Hi all,
So I have been trying to crawl the following link,
"https://intuitmarket.intuit.com/fsg/home.aspx?page_id=152&brand=3", using
Nutch 1.7.
Somehow got it to work after switching to Unix. It crawl http links perfectly.
So, after reading around, I found that, in order to crawl https links, we need
to add the following to nutch-site.xml.
"<property>
<name>plugin.includes</name>
<value>protocol-httpclient|urlfilter-regex|parse-(html|tika)|index-(basic|anchor)|indexer-solr|scoring-opic|urlnormalizer-(pass|regex|basic)</value>
<description>Regular expression naming plugin directory names to
include. Any plugin not matching this expression is excluded.
In any case you need at least include the nutch-extensionpoints plugin. By
default Nutch includes crawling just HTML and plain text via HTTP,
and basic indexing and search plugins. In order to use HTTPS please enable
protocol-httpclient, but be aware of possible intermittent problems with the
underlying commons-httpclient library.
</description>
</property>"
I also changed the following in the nutch-default.xml, giving some arbitrary
value to each property,
"<property>
<name>http.agent.name</name>
<value>Blah</value>
<description>HTTP 'User-Agent' request header. MUST NOT be empty -
please set this to a single word uniquely related to your organization.

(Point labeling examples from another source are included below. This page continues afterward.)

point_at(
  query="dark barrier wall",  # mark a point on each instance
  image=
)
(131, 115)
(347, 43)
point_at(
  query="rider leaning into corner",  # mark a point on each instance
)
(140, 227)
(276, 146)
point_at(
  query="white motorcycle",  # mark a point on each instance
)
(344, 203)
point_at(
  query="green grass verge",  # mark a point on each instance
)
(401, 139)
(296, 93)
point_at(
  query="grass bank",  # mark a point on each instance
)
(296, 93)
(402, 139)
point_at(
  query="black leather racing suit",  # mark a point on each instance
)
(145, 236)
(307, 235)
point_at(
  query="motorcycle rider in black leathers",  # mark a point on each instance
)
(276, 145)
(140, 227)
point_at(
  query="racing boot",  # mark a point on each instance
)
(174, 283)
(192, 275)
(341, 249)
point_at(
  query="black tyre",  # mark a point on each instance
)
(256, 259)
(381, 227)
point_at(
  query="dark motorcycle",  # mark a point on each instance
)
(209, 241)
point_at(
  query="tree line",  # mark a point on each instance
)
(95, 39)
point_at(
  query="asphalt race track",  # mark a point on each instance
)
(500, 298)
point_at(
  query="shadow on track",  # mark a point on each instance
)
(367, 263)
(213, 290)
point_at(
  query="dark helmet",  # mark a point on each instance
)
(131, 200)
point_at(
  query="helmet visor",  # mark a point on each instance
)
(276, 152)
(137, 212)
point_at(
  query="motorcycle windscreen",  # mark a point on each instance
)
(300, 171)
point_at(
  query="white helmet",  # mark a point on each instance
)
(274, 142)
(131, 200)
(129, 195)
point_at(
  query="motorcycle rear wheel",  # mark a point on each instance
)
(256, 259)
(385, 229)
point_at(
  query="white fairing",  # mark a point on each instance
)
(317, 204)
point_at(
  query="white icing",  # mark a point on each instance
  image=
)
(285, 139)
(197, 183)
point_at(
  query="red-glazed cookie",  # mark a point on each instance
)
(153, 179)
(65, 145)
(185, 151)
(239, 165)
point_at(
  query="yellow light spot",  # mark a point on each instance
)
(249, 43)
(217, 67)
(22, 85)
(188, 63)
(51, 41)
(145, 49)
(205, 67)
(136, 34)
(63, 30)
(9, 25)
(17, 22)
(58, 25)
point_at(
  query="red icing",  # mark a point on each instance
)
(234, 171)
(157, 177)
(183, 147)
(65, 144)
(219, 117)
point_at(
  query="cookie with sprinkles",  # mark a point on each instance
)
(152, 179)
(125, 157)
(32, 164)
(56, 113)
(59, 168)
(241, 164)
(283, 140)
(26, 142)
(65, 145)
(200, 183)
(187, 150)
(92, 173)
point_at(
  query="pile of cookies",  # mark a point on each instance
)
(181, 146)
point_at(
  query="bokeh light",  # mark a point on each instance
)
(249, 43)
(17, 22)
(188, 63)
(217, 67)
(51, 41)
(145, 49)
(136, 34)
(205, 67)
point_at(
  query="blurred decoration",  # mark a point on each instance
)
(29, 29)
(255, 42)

NOTE: You should also check other related properties:
http.robots.agents
http.agent.description
http.agent.url
http.agent.email
http.agent.version
and set their values appropriately.
</description>
</property>
<property>
<name>http.robots.agents</name>
<value>Blah</value>
<description>The agent strings we'll look for in robots.txt files,
comma-separated, in decreasing order of precedence. You should
put the value of http.agent.name as the first agent name, and keep the
default * at the end of the list. E.g.: BlurflDev,Blurfl,*
</description>
</property>"
After that I proceeded to crawling with the following command, bin/nutch crawl
urls -dir crawl -threads 10 -depth 3 -topN 10
The logs are present at the following link,
http://pastebin.com/e7JEcEjV
My stats show that only one link was crawled, whose min, max scores are all 1
When I read the segment that was crawled, I got the following,
http://pastebin.com/D83D5BeX
I have checked the robots.txt file as well of the website. My friend is doing
the same thing, but using nutch 1.2 on windows, with the exact same changes as
mine and it's working.
Hoping a really quick reply as this is urgent.
Regards,
Vincent Anup Kuri